I'm pretty do-it-yourself but that doesn't mean that I'm about to tolerate having stores unload their work onto me.
It is the wave of the future, Barney. Computers are taking over everywhere, what makes you think that people will be able to rest the self check outs in the stores?
Take secretaries: the computer was supposed to reduce workload. What it did was increase workload by burdening one person with other people's responsibilities. The effect being that the other workers in the chain would get fired and the secretary would end up having to stay late just to get everything done.
Don't get me wrong, I'm really interested in automation in industrial applications but this is a society, not a science project. Your fellow citizen's well-being is at stake here.
The problem is that as long as a person's well-being is dependent on income, and income is dependent on employment, then automation cannot progress without serious consequences to society.
Legislation concerning limits on actual physical/mental exertion levels of employees would do a lot to alleviate this (max. hours per week does prevent 'forced' overtime but it doesn't prevent the employer packing as much workload into those hours--which actually increases exertion for the employee). It's just that there are few government standards for health, so it's difficult to set such limits.
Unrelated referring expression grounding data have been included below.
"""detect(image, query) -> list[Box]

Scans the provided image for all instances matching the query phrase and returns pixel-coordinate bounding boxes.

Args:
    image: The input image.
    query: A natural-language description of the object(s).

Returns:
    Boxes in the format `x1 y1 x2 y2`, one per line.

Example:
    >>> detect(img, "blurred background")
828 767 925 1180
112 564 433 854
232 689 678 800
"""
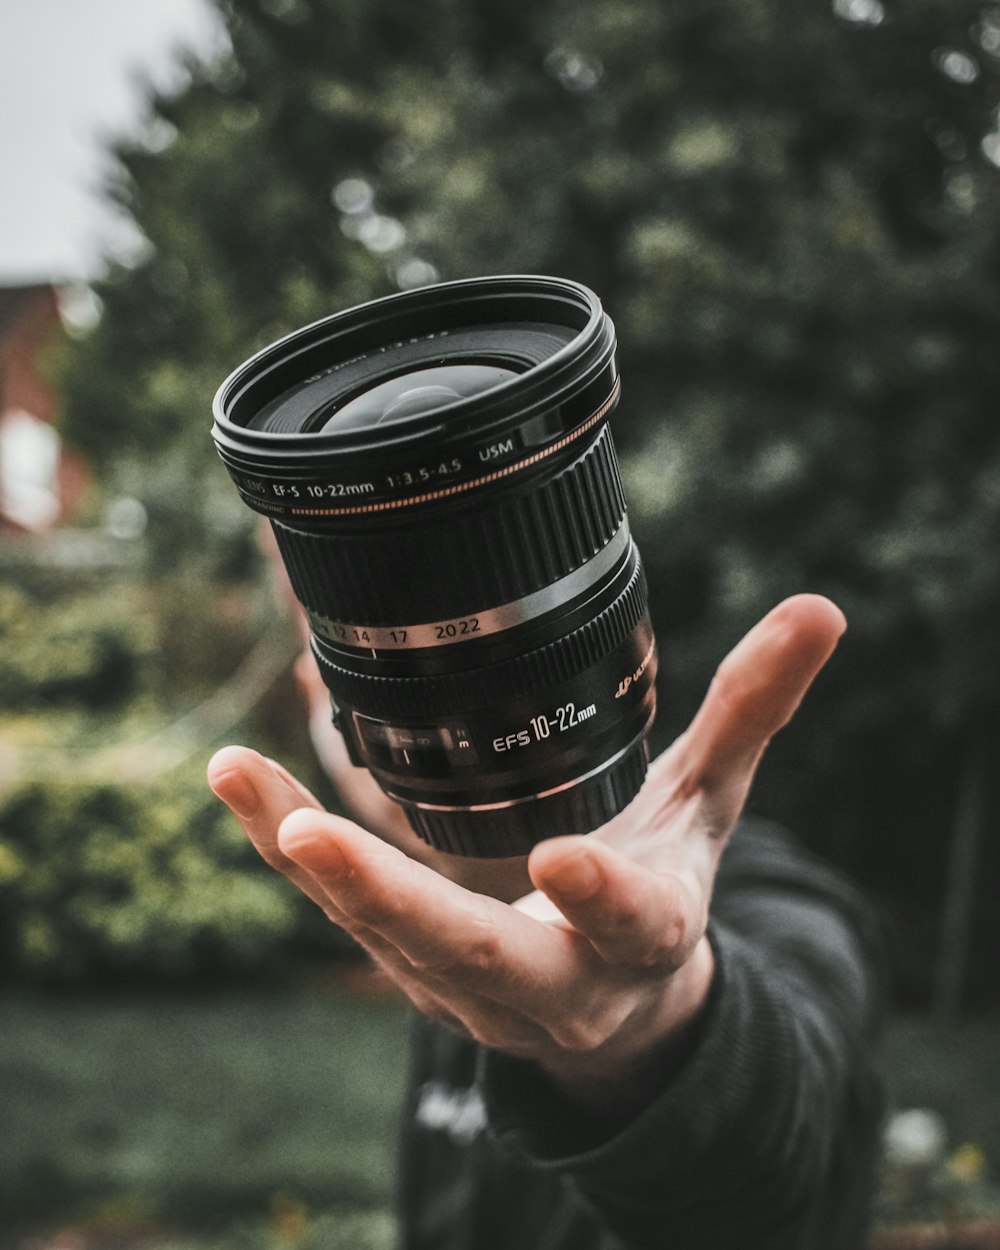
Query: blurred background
1 0 999 1246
Any trend can be stopped but companies realize that much of this population is willing to put up with unjustified reduction in quality of service without a fight and so they know they can get away with this stuff. It happens at every level of the private and--truly humiliating--the public sector. This is just one example.
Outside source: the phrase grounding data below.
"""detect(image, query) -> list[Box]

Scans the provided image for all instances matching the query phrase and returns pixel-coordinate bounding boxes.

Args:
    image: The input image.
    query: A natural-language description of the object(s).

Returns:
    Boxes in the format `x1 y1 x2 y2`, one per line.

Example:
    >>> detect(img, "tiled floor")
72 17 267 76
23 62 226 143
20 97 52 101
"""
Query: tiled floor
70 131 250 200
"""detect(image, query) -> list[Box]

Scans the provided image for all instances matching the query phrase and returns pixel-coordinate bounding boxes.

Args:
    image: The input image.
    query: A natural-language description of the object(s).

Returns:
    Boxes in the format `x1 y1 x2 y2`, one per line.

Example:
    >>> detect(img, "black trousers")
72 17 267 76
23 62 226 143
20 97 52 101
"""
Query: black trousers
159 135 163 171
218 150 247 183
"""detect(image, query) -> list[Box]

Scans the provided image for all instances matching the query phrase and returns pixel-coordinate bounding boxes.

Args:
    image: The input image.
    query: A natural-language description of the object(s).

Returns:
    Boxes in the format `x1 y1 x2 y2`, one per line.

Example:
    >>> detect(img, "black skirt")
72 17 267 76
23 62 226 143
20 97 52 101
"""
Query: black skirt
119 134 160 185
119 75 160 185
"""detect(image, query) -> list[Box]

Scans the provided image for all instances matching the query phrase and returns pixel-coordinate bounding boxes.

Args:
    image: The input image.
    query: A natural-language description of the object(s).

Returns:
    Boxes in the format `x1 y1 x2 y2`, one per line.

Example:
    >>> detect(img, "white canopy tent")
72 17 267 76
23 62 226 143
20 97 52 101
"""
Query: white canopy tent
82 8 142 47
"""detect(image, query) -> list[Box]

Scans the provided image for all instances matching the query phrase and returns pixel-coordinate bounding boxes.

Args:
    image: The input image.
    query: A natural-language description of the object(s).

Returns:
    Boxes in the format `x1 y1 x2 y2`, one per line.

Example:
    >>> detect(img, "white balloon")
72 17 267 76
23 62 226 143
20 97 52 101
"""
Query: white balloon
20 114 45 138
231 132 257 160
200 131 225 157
And just how is going to strike over this? If supermarket checkers go on strike, wouldn’t that actually speed up the automation process, lead to even more self check outs?
Unions could make the case that employers are violating their contracts (i.e. deliberately manipulating customers in order to get out of their employment obligations). When there's a strike, just getting into the store is a nasty experience. (Granted, people can be so selfish here that they're actually capable of cheering when strikers get mowed down.)
Many times that is not possible, it is human nature to take out one’s frustrations on somebody else.
Yeah but there's a big difference between someone who's just having a bad day and someone who makes a habit of being an a-hole.
I won't even clean up my table at McDonald's I certainly wouldn't use a self serve till.
I'm conflicted with the fast-food table clearing thing: on the one hand I want to clear the table so the cleaning person's job is less icky. On the other, the theory is that if you leave enough mess, people will complain and the company will have to hire an adequate number of cleaning personnel. Thing is, people don't complain which means that if I leave a mess, it'll just sit there. And I can't stand getting a dirty table. The self-serve thing is easier because it just requires the customer to not use the SS.
SirJoe, maybe you need to think about all the computer tech's that simply cannot find work for a couple of reasons. First, there are too many of them and next, too many people know how to repair their own.
This is the thing: automation/computerization tends to create job saturation faster than the low-tech alternative (i.e. more jobs are ultimately lost than are created). The idea of the assembly-line worker just being retrained as a technician when the replaced with a robot arm is a myth IMO. That and you can't expect large wads of the population to put their lives on hold and re-train whenever companies decide that it's time for a change that just serves to save them money without actually benefiting their clients. I mean, people give up their labour to employers precisely so that they can dedicate less time to making money and more to other aspects of life. Society cannot accept employers just disrupting this whenever they feel the urge.
Sure there are always areas that are completely new and create more jobs without job loss (that doesn't mean you don't get saturation when to many people feed into it), but this is about automating things things that a) already work and b) replacing them with lower quality alternatives.
When the unemployment numbers reach staggering proportions these businesses that are laying off employees are going to find their customer base deminishing as well.
That's the flip side yes. People sometimes fail to realize that this is a market system and anything that affects sellers in one area will affect buyers in another. Especially so with necessities (i.e. like buying food at the supermarket).
I'm not sure that creating a job just for the sake of creating a job works either. In many cases I think it just leads to more bureaucracy, not to mention higher prices for the consumer.
You 100% right about that. But this is not the case here. These jobs are actually
needed in order to maintain the same level of quality; self-serve tills cannot effectively replace cashiers (until you develop robot arm systems that can do all the scanning and bagging--and even then you won't have the "human touch" mentioned earlier).
Why go to a self serve gas station when the full serve across the street is the same price?
Just remember to tip. ;-) (Especially on those bloody frigid days.)